Coles is in the same situation as Woolworths, as the evidence shows that Coles is also price discriminating due to the consumer incomes and geographical location of stores. But for Coles the prices are higher and closely similar as for Woolworths there was a distinguishable price difference. Looking at figures 5 to 6 in appendices (Coles product prices) there is no significant change in the prices they are discriminating on.

Comparing the data's of Woolworths and Coles, we see a massive price difference of the two stores. Calculating the average prices of all three states, it was discovered on Figures 7 and 8 in appendices that Woolworths had a high difference in their store prices than Coles did, but Woolworth's prices were lower than that of Cole's store prices. Reason for this could be that since consumers have other choices of shopping at other supermarkets preferably small ones. Woolworths has lower prices to keep out smaller competitors whom try to enter the market but cannot because matching the lower prices of Woolworths means they are paying higher production costs for little profit, they cannot sustain this so they generate loss rather than gain profit.

The reason for the high prices for Coles could be due to the fact, that the area the store is located lacks other supermarket competition so therefore consumers are forced to shop at Coles if in that district.

This type of Price discriminating of what Woolworths and Coles are using is referred to as third degree price discrimination. This form of price discrimination is the most frequently used among firms with economical power in the market. The key for third degree price discrimination is associated directly to the consumer's willingness and ability to pay for the good or service. It means that the prices that are charged by the firm may bear little or no relation to the cost of production.

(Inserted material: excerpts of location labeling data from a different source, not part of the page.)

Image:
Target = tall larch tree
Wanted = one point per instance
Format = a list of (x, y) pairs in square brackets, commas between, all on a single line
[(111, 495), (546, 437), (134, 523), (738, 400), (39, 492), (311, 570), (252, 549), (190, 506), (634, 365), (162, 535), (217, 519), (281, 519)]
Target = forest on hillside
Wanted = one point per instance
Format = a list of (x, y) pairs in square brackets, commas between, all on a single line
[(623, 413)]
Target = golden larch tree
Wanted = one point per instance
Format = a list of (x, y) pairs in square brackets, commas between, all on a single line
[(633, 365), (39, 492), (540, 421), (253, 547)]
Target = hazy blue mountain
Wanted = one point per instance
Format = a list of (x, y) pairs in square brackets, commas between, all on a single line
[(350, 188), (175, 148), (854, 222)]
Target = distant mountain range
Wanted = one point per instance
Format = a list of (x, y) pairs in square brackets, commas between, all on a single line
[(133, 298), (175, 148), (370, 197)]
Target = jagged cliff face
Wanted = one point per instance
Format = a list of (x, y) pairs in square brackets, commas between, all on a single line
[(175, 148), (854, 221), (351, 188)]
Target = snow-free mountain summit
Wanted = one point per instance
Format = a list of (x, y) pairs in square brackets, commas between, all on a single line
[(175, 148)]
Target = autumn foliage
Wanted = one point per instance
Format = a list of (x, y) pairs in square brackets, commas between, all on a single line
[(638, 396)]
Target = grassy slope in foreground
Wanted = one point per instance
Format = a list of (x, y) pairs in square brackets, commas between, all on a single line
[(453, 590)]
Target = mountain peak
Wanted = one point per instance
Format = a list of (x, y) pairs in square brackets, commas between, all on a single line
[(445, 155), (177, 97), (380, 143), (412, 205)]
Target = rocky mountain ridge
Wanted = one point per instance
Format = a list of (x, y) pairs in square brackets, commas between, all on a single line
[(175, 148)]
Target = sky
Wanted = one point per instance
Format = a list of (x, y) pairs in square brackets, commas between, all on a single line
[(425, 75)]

This graph is an example of third price discriminating


Assume that a firm has divided a market by time into a peak market with inelastic demand, and an off-peak market with elastic demand. The demand and marginal revenue curves for the peak market and off peak markets are labeled A and B correspondingly. This is show in the diagram on the previous page. Presuming a constant marginal cost for supplying to each group of consumers, the company aims to charge a profit maximising price to each group. In the peak market the firm will produce where MRa = MC and charge price Pa, and in the off-peak market the firm will produce where MRb = MC and charge price Pb. Consumers with an inelastic demand for the product will pay a higher price (Pa) than those with an elastic demand who will be charged Pb. [6] 

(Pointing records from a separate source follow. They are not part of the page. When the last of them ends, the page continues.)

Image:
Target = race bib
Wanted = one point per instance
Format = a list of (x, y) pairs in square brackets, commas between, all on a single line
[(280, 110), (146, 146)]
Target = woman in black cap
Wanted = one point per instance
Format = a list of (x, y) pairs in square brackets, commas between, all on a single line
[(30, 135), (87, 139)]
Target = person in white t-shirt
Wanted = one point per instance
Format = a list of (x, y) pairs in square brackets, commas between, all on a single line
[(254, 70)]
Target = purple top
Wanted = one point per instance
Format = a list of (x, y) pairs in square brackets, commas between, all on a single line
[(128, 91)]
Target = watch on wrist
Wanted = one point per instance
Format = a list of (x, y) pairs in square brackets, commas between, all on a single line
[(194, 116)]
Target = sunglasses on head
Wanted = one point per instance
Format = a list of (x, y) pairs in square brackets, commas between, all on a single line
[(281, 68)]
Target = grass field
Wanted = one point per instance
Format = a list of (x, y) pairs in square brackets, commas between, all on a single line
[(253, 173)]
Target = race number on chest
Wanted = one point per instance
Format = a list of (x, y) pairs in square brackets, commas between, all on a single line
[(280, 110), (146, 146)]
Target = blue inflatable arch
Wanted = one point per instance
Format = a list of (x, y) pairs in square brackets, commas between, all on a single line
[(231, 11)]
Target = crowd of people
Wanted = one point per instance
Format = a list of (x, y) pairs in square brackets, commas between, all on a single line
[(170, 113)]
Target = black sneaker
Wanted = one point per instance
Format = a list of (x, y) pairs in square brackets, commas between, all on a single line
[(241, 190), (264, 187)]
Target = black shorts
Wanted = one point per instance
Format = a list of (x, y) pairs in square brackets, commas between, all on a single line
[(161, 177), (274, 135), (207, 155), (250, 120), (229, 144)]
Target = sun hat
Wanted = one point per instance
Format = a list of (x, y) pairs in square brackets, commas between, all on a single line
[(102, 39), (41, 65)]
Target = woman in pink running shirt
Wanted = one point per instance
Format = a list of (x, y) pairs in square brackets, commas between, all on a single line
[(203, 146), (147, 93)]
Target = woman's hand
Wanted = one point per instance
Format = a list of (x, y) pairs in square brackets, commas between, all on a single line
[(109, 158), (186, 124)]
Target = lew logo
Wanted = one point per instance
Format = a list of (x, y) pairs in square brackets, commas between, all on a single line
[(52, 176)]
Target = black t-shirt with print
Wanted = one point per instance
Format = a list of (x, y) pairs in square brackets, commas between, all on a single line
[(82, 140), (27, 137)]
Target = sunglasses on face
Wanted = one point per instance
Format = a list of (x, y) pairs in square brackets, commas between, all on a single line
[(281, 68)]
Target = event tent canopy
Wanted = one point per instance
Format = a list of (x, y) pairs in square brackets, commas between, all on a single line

With this identification of the two supermarkets, Woolworths and Cole's price discriminating. This raises an interesting fact that, are the two major supermarkets in Australia actually colluding with each other in the same contestable market??

Woolworths and Coles, Duopoly??

Investigations have come too light, Australian government is probing; if the two major supermarkets are colluding together, to keep prices high in the supermarket industry.

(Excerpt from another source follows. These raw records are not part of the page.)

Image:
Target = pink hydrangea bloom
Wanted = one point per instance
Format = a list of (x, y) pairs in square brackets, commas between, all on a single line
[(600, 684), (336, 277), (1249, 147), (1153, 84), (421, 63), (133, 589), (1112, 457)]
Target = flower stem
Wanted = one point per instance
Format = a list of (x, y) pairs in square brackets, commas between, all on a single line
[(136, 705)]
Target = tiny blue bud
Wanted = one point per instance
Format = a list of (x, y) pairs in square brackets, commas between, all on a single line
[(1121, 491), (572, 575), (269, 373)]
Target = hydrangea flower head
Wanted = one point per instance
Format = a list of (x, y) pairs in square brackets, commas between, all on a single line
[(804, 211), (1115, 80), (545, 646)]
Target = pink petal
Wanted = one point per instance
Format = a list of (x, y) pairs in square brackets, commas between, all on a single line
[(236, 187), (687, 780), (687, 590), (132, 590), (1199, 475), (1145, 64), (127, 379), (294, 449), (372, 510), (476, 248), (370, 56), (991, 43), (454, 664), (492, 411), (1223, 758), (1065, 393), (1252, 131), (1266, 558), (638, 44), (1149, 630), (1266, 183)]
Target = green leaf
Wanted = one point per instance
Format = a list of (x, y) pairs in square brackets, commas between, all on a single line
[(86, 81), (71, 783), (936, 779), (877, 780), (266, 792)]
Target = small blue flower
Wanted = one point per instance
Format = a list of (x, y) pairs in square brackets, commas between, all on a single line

Here is an extract from an Australian new website:

According to new OECD price data, prices for food in Australia have increased by 41.2 percent since the beginning of 2000 [7] . Supermarket giants Woolworths and Coles are being hold responsible for Australians paying the fastest growing prices for groceries in the developed world. To reduce the rapid increase in prices there should have a greater competition in the supermarket industry where other competitors can reduce the duopolies prices, but if Woolworths and Coles are together working on keeping prices high, then they are introducing or enforcing barriers to entry into the market.

In most countries firms that are colluding together is highly illegal. With two duopolies present, they can force barriers to entry into a particular market e.g. Woolworths and Coles, preventing any other competition from entering. Meaning the prices are higher in the duopoly market. The reason they put up these barriers is because if competition were to enter the market, the average cost of goods and services provided by the Monopoly or duopoly firm(s) will drop, to compete with each other for consumers, thus price discrimination isn't a factor when this occurs. Examples for Barriers to Entry could be Advertising; Cole's in Australia has a massive advertising campaign which dominates all other supermarkets even Woolworths. With this advantage Cole's area able to expand and reach consumers throughout Australia convincing them to shop at Cole's.

Another example of Barriers to Entry is Vertical Integration which is The process in which several steps in the production and/or distribution of a product or service are controlled by a single company or entity, in order to increase that company's or entity's power in the marketplace [8] . Which Woolworths has; Woolworths doesn't just sell or produce its own products, it also has tertiary level stores, for example Woolworths has its own Liquor stores and Petrol stations. [9] With this advantage Woolworths can prevent multiple competitors from different markets from entering, thus prices for the goods and services will remain high. There are many other forms of Barriers to Entry e.g. control of resources: If one firm has control of a particular resource that is required for a certain industry, then other firms cannot compete in the same industry. Cost advantages independent of scale: Patented technology, know-how, favorable access to raw materials, favorable geographic locations, and learning curve cost advantages.


The Price Inelastic of demand graph on the left shows the prices of goods or services changing. As you can see if the current price was to decrease by a lot from P1 to P3, the decrease would be loss in profit margins and the quantity would only increase by a little bit, shown by the shaded blue area. If the prices were to increase from P1 to P2 then there would be a massive gain in profits but little drop in quantity Q1 to Q2 shown by the shaded green area.

Short run effects of this, product efficiency is at a high in the industry of producing food, the PPF diagram is showing the product efficiency between food and computers, Woolworths and Coles will be producing at point A for maximum food production because they specialise in this area not in computers.


The long run effect on this will cost the consumers a lot; with the duopoly in effect market prices aren't able to reduce thus causing price inelastic of demand on certain goods and services because consumers have no other choice to shop at cheaper retailers because there is no competition in the market. Using a Price inelastic of demand graph as a model to show what could happen if the Duopolies Woolworths and/or Coles were to increase or decrease prices in their controlled market

So overall it is more effective for the Supermarkets to increase their prices to gain the large amount of profit possible.


With the investigation of the title to have proven correct that Supermarkets in Australia are price discriminating due to geographical location. With further in-depth investigation it has also come about that the geographical location of the store is tied with the consumer's income level in the general area of the store location. The consumer's income which contributes to the determination of the prices of the goods and services that the consumer can afford and what the store provides.

I would like to add that Woolworths and Coles may prove to be perceptively competitors in the eyes of consumers but following information that followed after the initial research of price discrimination of consumers, that the possible fact that Woolworths and Coles maybe be a Duopoly, colluding together of store prices in the market.

There is some evidence that shows that Woolworths and Coles are a duopoly but this is uncertain. With the lack of evidence to support this, my personal reflection is that Woolworths and Coles are a duopoly.

With the lack of more sustainable primary research evidence, such as interviewing store managers to comment on the situation, which was one of the limitations I faced because it prevented a more detailed explanation of if the Supermarkets were price discriminating consumers which would help support the claim. So the main source of evidence was the investigation of the product prices of certain goods.

This essay could expand more into the area of Coles and Woolworths being a duopoly. So it suggests a new area of investigating and research for future essays and it would be interesting to find out if they were, in order to strongly support that Woolworths and Coles were prices discriminating.